Almost immediately, the local hospital transferred Julia to Albany Med. It was there that Rachel finally heard the awful news: Julia had leukemia. When the cancer medications caused diabetes, Julia ended up in the hospital for two weeks. That’s when Rachel found the solace of Ronald McDonald House. Her first night there, she was so tired and distraught that she hardly noticed where she was. But as her new rhythm of life took shape, Rachel had a chance to look around. She called her mom and said, “Imagine yourself in a $300-a-night Bed and Breakfast. That’s where I think I am. This place is beautiful.”
Now, because of problems with Medicaid regulations, Julia cannot be treated near home, so she and Rachel make the trek to Albany every few weeks for continuing treatment. They have to be at the hospital for about a half hour for four successive days. Driving back and forth, though, would be too tiring for Julia and cause too much wear and tear on Rachel’s aging car. So Ronald McDonald House welcomes them each time. In fact, Julia, who is not yet able to return to school, finds Ronald McDonald House a sort of break in her narrowed life. She enjoys the peace of the house and the video and internet resources available there. “Everyone is so nice,” Julia says. “Everything you need is right there for you.” She also uses the Ronald McDonald Family Room at Albany Medical Center and loves to participate in the Beads of Courage program that was developed with the Leukemia Lymphoma Society in partnership with RMHC’s Community Grants program. “When Julia was the guest of honor at the Fashion Show this past summer,” Rachel remembers, “the staff treated her like a princess.”

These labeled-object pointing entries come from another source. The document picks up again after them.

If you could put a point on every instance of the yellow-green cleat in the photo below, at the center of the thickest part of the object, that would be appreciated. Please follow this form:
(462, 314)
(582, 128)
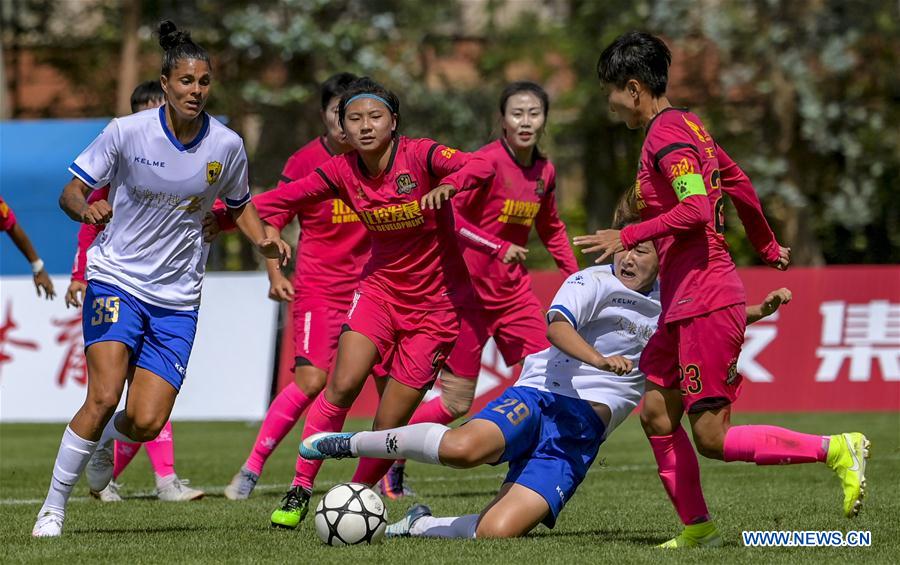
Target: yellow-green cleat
(696, 535)
(847, 454)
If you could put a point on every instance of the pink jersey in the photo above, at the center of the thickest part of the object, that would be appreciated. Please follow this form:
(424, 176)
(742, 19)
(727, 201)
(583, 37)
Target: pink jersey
(697, 274)
(415, 261)
(514, 199)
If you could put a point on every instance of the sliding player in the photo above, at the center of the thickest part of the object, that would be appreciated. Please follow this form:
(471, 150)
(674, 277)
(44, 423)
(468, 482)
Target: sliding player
(520, 193)
(691, 360)
(165, 169)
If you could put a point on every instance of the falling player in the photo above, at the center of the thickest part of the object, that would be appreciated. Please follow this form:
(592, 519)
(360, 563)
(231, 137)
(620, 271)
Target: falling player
(690, 362)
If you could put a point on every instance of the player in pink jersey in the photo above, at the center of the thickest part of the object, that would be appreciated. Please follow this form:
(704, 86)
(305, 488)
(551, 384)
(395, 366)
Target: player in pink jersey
(691, 361)
(519, 193)
(332, 250)
(405, 313)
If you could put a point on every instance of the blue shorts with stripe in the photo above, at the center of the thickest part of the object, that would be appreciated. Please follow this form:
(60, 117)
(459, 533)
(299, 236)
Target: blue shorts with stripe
(551, 441)
(159, 339)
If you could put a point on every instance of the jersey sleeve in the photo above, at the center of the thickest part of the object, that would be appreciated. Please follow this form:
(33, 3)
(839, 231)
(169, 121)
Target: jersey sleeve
(96, 165)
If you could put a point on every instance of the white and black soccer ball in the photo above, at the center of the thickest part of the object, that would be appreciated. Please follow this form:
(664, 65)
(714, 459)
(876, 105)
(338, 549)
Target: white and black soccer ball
(350, 514)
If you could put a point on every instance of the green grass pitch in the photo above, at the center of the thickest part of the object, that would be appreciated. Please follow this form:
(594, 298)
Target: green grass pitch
(618, 514)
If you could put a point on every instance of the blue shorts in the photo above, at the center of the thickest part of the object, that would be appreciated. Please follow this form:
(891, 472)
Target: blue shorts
(551, 441)
(160, 339)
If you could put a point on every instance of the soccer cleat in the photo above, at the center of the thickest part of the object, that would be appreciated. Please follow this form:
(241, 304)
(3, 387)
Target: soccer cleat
(294, 506)
(401, 529)
(173, 489)
(109, 494)
(704, 534)
(326, 445)
(48, 525)
(392, 484)
(241, 485)
(847, 454)
(99, 468)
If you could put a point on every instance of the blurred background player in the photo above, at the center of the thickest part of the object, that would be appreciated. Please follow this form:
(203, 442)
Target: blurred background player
(160, 451)
(331, 252)
(141, 308)
(11, 226)
(691, 361)
(494, 224)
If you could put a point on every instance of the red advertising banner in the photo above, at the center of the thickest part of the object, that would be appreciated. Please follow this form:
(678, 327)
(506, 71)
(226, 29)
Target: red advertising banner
(835, 347)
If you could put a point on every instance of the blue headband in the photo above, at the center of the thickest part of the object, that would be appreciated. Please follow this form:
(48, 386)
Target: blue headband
(372, 96)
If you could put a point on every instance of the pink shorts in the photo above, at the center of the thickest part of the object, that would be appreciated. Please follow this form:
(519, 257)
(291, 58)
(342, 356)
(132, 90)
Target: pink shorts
(317, 328)
(413, 344)
(699, 355)
(519, 329)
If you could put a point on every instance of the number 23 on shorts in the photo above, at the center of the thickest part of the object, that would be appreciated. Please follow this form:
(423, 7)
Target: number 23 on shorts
(514, 410)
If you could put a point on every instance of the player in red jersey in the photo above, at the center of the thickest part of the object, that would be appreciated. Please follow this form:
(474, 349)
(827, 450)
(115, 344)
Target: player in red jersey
(494, 225)
(691, 361)
(332, 250)
(405, 313)
(10, 225)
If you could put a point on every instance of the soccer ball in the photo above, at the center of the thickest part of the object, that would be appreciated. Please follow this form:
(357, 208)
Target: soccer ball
(350, 513)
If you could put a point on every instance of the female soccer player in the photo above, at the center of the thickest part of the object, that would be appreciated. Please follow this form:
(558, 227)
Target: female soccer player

“I don’t know what we would have done if there had been no Ronald McDonald House,” claims Rachel. “Without their support, I have no idea how we could have managed these ongoing treatments.” While Rachel worries about the future because she has not been able to continue her job and Julia still has radiation to deal with after the chemo, she delights in her daughter’s spirit. “Even now,” she says, “I can forget sometimes how sick she is when I see her smiling, laughing, learning and enjoying her life. Ronald McDonald House helps put that smile on her face and we are so grateful.”